My house in the listing was said to be built in 1978. The middle part was actually built around 1852 and a lot of the original rock walls sheet-rocked over! It was added on to in 1938, in 1960-something, and then again in 1978 when an attorney bought it and doubled its size. Also, not in any city limits so no codes. I bought it “as is” in 2003—had it inspected and seemingly the same thing. Not really my taste (bad 1970s vibe) but the inspection revealed NOTHING about what was actually wrong. Loads of water damage up in the 1850s loft area which made ceilings start coming down not long after I’d moved in.
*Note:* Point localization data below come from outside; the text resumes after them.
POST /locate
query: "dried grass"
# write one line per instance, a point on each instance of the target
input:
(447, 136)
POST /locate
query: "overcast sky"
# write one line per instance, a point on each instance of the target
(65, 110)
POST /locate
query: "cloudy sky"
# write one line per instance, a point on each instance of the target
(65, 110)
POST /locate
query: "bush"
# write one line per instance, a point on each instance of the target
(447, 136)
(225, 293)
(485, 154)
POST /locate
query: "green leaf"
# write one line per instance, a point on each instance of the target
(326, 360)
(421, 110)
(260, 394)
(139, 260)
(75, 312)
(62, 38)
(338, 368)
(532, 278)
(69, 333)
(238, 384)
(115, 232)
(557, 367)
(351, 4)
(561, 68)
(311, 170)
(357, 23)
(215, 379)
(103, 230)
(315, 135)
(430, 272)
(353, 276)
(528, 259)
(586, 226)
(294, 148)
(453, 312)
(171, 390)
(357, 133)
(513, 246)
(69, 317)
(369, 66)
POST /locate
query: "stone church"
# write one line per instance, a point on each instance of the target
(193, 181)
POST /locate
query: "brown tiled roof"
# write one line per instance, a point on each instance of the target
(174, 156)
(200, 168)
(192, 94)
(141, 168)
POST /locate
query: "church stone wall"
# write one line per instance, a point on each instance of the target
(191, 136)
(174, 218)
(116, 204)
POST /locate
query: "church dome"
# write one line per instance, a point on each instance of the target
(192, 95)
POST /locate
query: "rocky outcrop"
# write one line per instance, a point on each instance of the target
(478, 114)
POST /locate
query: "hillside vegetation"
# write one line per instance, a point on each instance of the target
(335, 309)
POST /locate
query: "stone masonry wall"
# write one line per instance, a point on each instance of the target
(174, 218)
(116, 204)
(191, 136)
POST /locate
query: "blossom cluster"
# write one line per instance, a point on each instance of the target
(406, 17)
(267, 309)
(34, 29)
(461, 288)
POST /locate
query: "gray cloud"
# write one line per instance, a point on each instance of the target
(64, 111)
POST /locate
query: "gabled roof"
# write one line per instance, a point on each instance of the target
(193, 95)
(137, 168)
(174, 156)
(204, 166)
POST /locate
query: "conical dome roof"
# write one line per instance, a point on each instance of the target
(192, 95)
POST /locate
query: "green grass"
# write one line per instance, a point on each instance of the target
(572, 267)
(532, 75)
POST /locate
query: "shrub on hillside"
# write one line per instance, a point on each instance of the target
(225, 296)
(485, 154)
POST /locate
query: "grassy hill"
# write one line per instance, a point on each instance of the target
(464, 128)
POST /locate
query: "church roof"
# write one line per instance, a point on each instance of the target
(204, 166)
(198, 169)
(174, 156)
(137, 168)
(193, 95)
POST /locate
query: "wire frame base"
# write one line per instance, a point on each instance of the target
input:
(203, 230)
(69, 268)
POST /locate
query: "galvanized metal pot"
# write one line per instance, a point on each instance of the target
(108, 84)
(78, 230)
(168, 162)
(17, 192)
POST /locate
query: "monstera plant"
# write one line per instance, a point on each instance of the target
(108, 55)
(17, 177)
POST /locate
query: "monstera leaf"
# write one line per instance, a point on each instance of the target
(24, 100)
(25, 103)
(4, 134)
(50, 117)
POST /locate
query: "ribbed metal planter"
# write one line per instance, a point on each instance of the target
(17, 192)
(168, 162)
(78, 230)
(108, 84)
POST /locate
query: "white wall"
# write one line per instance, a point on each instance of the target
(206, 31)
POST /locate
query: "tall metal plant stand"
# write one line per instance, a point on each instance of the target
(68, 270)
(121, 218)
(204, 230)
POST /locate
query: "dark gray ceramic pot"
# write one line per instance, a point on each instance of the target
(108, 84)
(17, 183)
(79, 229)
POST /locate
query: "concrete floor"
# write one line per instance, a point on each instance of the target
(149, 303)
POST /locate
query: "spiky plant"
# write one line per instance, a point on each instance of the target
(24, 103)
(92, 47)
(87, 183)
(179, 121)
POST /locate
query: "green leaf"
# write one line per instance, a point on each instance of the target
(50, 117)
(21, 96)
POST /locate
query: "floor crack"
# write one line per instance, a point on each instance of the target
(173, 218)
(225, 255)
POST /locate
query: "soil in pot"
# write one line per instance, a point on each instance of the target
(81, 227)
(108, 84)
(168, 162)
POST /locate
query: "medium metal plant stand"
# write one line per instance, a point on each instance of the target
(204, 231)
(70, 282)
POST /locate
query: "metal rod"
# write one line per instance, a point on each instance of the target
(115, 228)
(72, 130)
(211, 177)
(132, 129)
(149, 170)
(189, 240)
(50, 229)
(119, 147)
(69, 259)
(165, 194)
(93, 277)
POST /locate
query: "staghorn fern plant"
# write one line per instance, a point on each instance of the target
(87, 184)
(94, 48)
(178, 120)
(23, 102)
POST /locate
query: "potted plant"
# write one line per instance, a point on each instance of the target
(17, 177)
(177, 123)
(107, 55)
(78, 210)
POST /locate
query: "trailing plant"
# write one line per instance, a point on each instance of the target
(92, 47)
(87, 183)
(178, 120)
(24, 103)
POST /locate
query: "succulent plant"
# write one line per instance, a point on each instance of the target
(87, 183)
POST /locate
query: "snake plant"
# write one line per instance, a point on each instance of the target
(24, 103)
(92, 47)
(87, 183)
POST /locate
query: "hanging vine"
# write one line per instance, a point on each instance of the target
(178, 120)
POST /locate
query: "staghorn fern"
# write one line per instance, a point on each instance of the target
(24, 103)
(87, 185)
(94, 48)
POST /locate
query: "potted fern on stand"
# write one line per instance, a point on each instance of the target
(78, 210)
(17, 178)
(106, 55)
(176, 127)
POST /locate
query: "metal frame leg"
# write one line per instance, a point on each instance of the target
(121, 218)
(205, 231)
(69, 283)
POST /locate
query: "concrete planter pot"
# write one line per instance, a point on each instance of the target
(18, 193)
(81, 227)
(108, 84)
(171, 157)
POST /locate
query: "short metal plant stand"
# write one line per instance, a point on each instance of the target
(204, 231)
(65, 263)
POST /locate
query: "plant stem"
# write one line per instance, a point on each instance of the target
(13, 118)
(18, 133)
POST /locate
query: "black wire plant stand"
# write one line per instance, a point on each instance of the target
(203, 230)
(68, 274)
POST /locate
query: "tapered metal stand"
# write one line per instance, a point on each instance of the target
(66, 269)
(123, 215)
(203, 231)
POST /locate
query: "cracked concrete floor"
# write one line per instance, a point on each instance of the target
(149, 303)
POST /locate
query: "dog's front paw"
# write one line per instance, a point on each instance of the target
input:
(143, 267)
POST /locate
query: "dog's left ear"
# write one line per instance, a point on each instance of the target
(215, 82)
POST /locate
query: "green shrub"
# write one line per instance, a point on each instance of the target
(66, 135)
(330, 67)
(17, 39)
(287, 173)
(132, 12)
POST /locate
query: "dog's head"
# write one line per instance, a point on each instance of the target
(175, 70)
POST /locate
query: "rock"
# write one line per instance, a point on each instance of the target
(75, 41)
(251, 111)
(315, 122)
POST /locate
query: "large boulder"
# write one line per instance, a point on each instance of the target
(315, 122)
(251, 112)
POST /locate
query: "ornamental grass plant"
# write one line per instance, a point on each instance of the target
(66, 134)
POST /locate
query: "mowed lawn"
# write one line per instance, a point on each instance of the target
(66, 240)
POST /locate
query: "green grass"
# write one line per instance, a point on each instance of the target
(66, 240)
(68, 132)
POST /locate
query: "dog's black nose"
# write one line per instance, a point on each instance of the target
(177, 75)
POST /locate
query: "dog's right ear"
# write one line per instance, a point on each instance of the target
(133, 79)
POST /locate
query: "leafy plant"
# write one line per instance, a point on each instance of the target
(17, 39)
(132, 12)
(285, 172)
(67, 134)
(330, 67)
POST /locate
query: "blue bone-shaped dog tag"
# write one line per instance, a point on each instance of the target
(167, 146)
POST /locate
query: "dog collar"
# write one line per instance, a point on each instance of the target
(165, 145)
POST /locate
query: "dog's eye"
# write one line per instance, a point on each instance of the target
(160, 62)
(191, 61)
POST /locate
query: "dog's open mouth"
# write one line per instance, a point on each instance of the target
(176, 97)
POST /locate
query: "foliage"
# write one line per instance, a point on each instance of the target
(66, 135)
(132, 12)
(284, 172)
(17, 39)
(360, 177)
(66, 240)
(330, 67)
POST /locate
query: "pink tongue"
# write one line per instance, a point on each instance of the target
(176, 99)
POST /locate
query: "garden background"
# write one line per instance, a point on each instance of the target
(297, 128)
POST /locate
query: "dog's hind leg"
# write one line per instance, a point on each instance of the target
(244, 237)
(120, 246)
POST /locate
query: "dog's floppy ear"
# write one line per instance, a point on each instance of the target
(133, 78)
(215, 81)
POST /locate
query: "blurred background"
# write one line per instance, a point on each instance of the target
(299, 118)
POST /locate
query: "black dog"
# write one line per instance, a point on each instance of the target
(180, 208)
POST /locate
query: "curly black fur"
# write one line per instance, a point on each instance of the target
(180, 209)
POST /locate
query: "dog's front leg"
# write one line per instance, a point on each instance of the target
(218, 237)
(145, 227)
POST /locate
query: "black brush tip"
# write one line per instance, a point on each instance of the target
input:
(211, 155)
The roof leaked like a freaking colander. EVERYWHERE—it’s 5,011 sq ft. Long story short, to extend the roofline (which was pitched) to eliminate the worst leaking source section of flat roof until it joined the next pitched section, eliminate a couple walls and fix the water damage—quotes were $250,000. That was only for that middle section of the house. My dad had just passed away and I had a little money but nowhere near that. I found some much less expensive workmen—one was a pastor who did construction to make up the gaps—and got that fixed, but it also entailed rockwork (the 1850s part is 18" thick walls of limestone); the electrical completely freaked out the electrician when he first saw it. All of the HVAC (4 systems) had to be replaced, new windows because the wood frames had rotted out and if you opened them the glass fell down through the bottom. Mind you—the inspector I PAID FOR saw none of this. And that didn’t even touch the 4 bedrooms and bathrooms! Plumbing issues. Flooding issue…you name it. So 21 years later, there is still one more bedroom/bathroom to fix and I will have spent close to $400,000. The rest of the house is good now, but I just had to replace all the HVAC again after 17 years. Don’t get me started on fences :rofl:. the 4-plank board fences were jagged, splintered and falling off the posts. I took almost all of the down and replaced the main internal pastures with V-mesh but have a 3-4 acre paddock with just posts. And they’re gonna stay that way!